How SQLite Helps You Do ACID

Daily Digest email

Get the top HN stories in your inbox every day.

simonz05

For people interested in this topic I can recommend "Can Applications Recover from fsync Failures?" by A. Rebello et al[1]. The paper analyzes how file systems and PostgreSQL, LMDB, LevelDB, SQLite, and Redis react to fsync failures. It shows that although applications use many failure-handling strategies, none are sufficient: fsync failures can cause catastrophic outcomes such as data loss and corruption.

- [1] https://www.usenix.org/conference/atc20/presentation/rebello

AdamProut

A nice outcome here for distributed SQL databases that store multiple copies of the data by default is that they can just failover over on an fsync failure and not try to "handle it". If fsync starts failing with EIO there is a good chance the disk is going to die soon anyways.

simonz05

That depends. Replicated state machines need to distinguish between a crash and corruption. Most systems don't do that.
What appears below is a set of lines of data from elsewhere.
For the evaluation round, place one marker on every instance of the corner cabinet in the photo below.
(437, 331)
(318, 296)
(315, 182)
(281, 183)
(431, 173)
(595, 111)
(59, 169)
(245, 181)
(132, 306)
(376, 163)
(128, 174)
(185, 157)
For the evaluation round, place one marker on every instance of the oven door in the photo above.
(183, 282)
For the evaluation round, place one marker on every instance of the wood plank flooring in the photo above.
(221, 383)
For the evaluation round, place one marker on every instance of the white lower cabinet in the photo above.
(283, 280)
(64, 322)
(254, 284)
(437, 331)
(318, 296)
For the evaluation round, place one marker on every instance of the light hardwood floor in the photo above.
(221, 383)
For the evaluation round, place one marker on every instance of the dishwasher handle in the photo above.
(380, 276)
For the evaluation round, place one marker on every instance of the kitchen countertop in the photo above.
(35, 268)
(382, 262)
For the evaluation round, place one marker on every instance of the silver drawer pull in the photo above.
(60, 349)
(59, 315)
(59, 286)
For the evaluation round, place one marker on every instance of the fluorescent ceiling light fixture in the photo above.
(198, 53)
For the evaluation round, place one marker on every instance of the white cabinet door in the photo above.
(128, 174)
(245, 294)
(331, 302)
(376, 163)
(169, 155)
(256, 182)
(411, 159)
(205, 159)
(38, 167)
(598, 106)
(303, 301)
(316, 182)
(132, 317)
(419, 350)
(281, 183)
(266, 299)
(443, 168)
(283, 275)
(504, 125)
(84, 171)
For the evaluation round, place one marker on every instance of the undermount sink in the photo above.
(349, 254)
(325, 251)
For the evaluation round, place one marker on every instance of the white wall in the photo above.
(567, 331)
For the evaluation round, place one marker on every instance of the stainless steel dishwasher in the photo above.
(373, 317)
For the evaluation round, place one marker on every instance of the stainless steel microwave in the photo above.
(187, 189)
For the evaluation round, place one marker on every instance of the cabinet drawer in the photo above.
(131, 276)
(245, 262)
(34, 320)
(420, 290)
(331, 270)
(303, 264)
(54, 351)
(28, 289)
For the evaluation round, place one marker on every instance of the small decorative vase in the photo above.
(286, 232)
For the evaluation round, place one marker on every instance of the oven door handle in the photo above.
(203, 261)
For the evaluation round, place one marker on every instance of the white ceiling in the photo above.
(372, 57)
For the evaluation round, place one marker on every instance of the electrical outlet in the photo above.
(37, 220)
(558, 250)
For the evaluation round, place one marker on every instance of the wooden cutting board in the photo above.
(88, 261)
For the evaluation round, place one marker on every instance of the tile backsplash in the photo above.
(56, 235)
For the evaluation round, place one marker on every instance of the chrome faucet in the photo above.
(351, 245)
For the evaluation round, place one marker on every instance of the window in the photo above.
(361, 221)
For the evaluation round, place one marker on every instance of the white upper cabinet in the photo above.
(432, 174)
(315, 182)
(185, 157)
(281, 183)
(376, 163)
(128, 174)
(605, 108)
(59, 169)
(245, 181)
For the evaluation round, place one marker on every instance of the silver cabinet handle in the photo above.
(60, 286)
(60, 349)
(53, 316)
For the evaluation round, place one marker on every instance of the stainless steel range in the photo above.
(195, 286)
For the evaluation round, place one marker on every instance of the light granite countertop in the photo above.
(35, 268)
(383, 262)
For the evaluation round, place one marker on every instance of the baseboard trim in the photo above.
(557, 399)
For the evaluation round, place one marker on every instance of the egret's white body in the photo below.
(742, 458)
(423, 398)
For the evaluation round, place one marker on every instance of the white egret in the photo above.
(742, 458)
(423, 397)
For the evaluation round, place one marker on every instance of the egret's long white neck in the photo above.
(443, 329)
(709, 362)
It can be disastrous to truncate the journal when encountering a checksum mismatch for instance.

See "Protocol-Aware Recovery for Consensus-Based Storage" for more research on that topic. [1][2]

- [1] https://www.usenix.org/system/files/conference/fast18/fast18... - [2] https://www.youtube.com/watch?v=fDY6Wi0GcPs

_vvhw

Indeed!

I was so glad to see you cite not only the Rebello paper but also Protocol-Aware Recovery for Consensus-Based Storage. When I read your first comment, I was about to reply to mention PAR, and then saw you had saved me the trouble!

UW-Madison are truly the vanguard where consensus hits the disk.

We implemented Protocol-Aware Recovery for TigerBeetle [1], and I did a talk recently at the Recurse Center diving into PAR, talking about the intersection of global consensus protocol and local storage engine. It's called Let's Remix Distributed Database Design! [2] and owes the big ideas to UW-Madison.

[1] https://github.com/coilhq/tigerbeetle

[2] https://www.youtube.com/watch?v=rNmZZLant9o

AdamProut

An fsync() failing doesn't necessarily mean there is a disk corruption. I agree all logging and recovery protocols should have different handling for a corruption vs a torn tail of the log for example, but I view that as mostly orthogonal.

I'm talking about exiting the process if fsync() fails and letting the distributed databases normal failover processing do its thing. This is a normal scenario for a failover (i.e, its the same as process crashing or getting OOM killed by linux, etc).

AdamProut

To be clear if fsync() on linux had well defined behavior on errors (no matter the file system used) I wouldn't suggest failing over as a reasonable solution for a distributed database. Its mentioned in the parent video, but fsyncgate[1] was a recent reminder of this.

[1] https://news.ycombinator.com/item?id=20491965

eis

I recommend the excellent articles by the SQLite authors themselves like

How To Corrupt An SQLite Database File: https://www.sqlite.org/howtocorrupt.html

Atomic Commit In SQLite: https://www.sqlite.org/atomiccommit.html

and more under the "Technical and Design Documentation" section of their docs at https://www.sqlite.org/docs.html

They go into the details of challenges SQLite faces due to how hardware and OSs work or not work and how they solve them.

pachico

Don't get me wrong, I run SQLite in production with millions of records, but it seems people have discovered it just very recently. All of the sudden, there's always a post about it with hundreds of comments.

What changed?

benbjohnson

Author here. I agree there's been a resurgence lately. My working theory is that the performance of the underlying hardware has increased so much in the last decade that the simplicity of SQLite has become a more important tradeoff than the extra performance boost you may see with Postgres/MySQL. Also, network overhead tends to dominate small queries so SQLite can actually end up a lot faster since it's in-process.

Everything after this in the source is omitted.